| Summary: | integer overflow in summary using callgrind client requests with --dump-every-bb, --dump-before, --dump-after | ||
|---|---|---|---|
| Product: | [Developer tools] valgrind | Reporter: | gamma0987 |
| Component: | callgrind | Assignee: | Josef Weidendorfer <josef.weidendorfer> |
| Status: | REPORTED --- | ||
| Severity: | normal | CC: | pjfloyd |
| Priority: | NOR | ||
| Version First Reported In: | 3.23.0 | ||
| Target Milestone: | --- | ||
| Platform: | Arch Linux | ||
| OS: | Linux | ||
| Latest Commit: | Version Fixed/Implemented In: | ||
| Sentry Crash Report: | |||
| Attachments: | The main program, headers and the output files | ||
Created attachment 174042 [details] The main program, headers and the output files STEPS TO REPRODUCE 1. Compile main.c from the attachment. I used `clang main.c -o main -lm`. (The actual point here is the usage of CALLGRIND_START_INSTRUMENTATION and CALLGRIND_STOP_INSTRUMENTATION) 2. run `valgrind with valgrind --tool=callgrind --separate-threads=yes --dump-after='find_primes' ./main` 3. Inspect the summary lines in the callgrind output files.
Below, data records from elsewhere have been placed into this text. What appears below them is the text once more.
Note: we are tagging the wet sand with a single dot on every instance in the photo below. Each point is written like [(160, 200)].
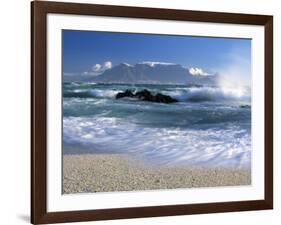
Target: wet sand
[(118, 172)]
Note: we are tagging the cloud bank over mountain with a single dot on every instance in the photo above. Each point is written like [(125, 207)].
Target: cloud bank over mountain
[(146, 72)]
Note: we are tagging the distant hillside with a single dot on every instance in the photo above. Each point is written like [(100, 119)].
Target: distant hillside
[(148, 72)]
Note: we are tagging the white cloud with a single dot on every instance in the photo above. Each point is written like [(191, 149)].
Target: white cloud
[(195, 71), (107, 65), (152, 64), (98, 69)]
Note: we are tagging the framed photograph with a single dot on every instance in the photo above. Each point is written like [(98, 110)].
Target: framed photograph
[(143, 112)]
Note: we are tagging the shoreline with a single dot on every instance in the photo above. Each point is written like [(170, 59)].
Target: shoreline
[(89, 173)]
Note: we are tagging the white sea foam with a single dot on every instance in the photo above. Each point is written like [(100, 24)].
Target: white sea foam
[(209, 94), (104, 93), (228, 147)]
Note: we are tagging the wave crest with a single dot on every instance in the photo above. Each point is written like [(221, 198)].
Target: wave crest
[(198, 94)]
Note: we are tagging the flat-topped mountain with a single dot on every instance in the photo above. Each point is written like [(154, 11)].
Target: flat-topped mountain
[(153, 73)]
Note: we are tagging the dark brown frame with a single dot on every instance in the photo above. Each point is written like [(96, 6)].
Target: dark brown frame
[(39, 11)]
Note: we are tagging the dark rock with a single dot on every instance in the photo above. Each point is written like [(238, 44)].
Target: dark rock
[(127, 93), (146, 95)]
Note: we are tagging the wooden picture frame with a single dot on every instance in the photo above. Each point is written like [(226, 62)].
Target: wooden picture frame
[(39, 11)]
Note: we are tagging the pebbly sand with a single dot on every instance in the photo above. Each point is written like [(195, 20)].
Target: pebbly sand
[(118, 172)]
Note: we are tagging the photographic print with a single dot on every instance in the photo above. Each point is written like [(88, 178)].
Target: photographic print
[(151, 111)]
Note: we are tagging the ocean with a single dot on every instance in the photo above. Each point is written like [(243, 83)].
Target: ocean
[(209, 126)]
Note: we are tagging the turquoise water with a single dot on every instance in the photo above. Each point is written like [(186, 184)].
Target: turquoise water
[(207, 127)]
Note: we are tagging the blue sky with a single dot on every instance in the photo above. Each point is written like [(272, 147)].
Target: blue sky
[(82, 50)]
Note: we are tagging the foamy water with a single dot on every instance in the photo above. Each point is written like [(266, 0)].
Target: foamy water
[(208, 128)]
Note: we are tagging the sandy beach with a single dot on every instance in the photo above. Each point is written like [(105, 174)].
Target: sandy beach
[(118, 172)]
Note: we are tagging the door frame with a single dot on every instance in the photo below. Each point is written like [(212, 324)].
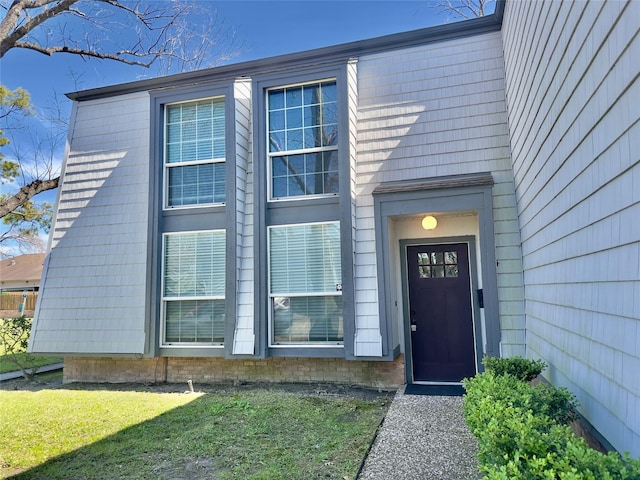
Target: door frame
[(473, 287), (454, 193)]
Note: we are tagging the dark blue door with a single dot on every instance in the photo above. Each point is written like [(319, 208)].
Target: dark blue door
[(441, 322)]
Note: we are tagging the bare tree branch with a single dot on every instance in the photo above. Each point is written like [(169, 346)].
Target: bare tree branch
[(26, 193), (465, 8), (139, 33)]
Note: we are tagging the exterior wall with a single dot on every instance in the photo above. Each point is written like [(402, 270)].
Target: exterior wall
[(215, 370), (433, 111), (104, 192), (418, 112), (244, 337), (572, 88)]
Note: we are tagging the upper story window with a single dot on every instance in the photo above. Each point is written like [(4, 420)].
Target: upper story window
[(303, 140), (195, 153)]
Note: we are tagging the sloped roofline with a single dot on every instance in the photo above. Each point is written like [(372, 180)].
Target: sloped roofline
[(335, 53)]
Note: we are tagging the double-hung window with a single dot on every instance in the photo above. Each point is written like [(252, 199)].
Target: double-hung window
[(305, 284), (195, 153), (303, 140), (193, 288)]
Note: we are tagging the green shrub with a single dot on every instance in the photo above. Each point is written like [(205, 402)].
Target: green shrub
[(522, 433), (521, 368)]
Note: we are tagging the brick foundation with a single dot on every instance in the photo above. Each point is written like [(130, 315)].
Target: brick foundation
[(219, 370)]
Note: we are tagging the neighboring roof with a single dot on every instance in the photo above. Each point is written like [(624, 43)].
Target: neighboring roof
[(439, 33), (23, 268)]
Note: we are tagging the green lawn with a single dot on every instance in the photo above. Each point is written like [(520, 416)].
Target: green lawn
[(249, 434)]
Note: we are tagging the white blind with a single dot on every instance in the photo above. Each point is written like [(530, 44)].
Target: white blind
[(194, 264), (195, 131), (305, 259)]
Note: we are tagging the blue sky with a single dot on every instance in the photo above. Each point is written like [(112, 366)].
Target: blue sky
[(265, 28)]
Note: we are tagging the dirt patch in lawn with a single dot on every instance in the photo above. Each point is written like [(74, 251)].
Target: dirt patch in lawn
[(53, 380)]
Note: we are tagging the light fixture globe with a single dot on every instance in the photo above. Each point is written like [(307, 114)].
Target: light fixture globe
[(429, 222)]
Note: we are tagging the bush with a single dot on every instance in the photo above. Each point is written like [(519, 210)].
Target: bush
[(522, 433), (521, 368)]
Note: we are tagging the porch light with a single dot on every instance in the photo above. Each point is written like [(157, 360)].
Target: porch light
[(429, 222)]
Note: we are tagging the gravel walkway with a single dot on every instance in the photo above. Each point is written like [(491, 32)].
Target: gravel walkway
[(422, 438)]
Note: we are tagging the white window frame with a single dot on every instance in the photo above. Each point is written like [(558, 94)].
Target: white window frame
[(166, 166), (271, 296), (165, 300), (270, 155)]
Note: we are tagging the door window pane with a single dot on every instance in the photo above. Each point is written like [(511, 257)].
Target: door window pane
[(437, 264)]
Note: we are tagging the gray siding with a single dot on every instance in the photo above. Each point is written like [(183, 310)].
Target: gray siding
[(572, 89), (244, 337), (93, 296), (433, 111)]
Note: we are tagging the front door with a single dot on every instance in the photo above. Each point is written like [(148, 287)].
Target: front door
[(441, 323)]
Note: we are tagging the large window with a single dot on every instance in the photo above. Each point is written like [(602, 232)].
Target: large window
[(195, 153), (303, 140), (193, 289), (305, 284)]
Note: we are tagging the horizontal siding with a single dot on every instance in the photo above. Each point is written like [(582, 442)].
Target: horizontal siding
[(434, 111), (94, 284), (572, 88), (244, 337)]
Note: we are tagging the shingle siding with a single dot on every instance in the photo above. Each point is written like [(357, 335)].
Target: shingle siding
[(93, 297), (572, 89), (433, 111)]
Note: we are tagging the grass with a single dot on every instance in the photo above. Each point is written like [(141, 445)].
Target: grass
[(26, 359), (250, 434)]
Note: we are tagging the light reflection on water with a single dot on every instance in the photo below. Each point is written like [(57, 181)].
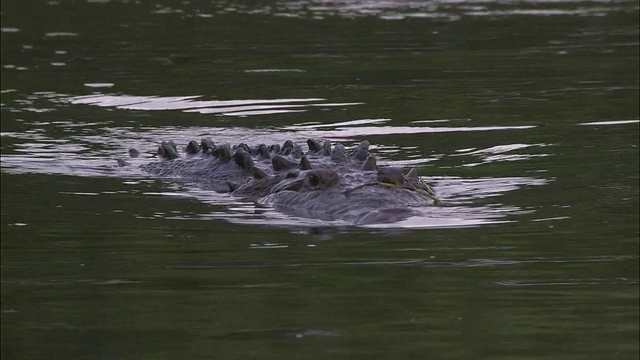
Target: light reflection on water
[(451, 10), (95, 154)]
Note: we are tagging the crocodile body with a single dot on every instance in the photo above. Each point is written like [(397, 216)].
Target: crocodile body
[(326, 182)]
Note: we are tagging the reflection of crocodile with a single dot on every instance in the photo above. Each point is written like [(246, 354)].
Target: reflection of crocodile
[(325, 183)]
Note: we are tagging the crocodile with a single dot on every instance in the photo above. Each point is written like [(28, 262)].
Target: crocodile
[(325, 182)]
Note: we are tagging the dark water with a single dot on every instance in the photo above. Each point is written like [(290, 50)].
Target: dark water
[(523, 114)]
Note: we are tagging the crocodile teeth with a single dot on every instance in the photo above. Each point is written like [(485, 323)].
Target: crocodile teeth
[(314, 146), (223, 152), (326, 148), (167, 150), (287, 147), (207, 145), (338, 154), (412, 174), (361, 151), (370, 164), (193, 147), (305, 164), (243, 159), (296, 152), (280, 163), (257, 173), (243, 146), (264, 151)]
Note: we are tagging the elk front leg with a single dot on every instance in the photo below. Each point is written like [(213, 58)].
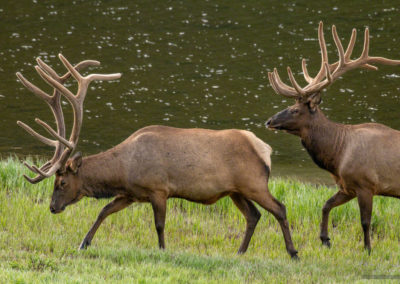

One or some of them show very high values close to the maximum ulong value. (`--dump-before=find_primes` or `--dump-every-bb=100000` cause similar overflow(s) in the summary line of one or more files. Running callgrind with --cache-sim=yes causes the overflow in the cache metrics, too) The output file `callgrind.out.3476195-02` ``` # callgrind format version: 1 creator: callgrind-3.23.0 pid: 3476195 cmd: ./main part: 2 thread: 2 desc: I1 cache: desc: D1 cache: desc: LL cache: desc: Timerange: Basic block 683044 - 2542554 desc: Trigger: Program termination positions: line events: Ir summary: 18446744073707324667 totals: 0 ``` shows the overflow of the Instruction counts in the summary line. The summary of the file `callgrind.out.3476195.1-02` shows `2226949` Instructions. ``` # callgrind format version: 1 creator: callgrind-3.23.0 pid: 3476195 cmd: ./main part: 1 thread: 2 desc: I1 cache: desc: D1 cache: desc: LL cache: desc: Timerange: Basic block 0 - 683044 desc: Trigger: --dump-after=find_primes positions: line events: Ir summary: 2226949 ... ``` I don't think it is a coincidence that `18446744073707324667 (Ir from callgrind.out.3476195-02) + 2226949 (Ir from callgrind.out.3476195.1-02) = 0`. EXPECTED BEHAVIOUR: I guess the instruction counts in the summary of the `ccallgrind.out.3476195-02` file should actually be 0. ADDITIONAL INFORMATION The original bug was observed in a rust program (iai-callgrind) using valgrind/callgrind , and the `main.c` of the attachment is the quick and dirty C implementation of the failing rust test. I hope the main.c suffices to track down the bug.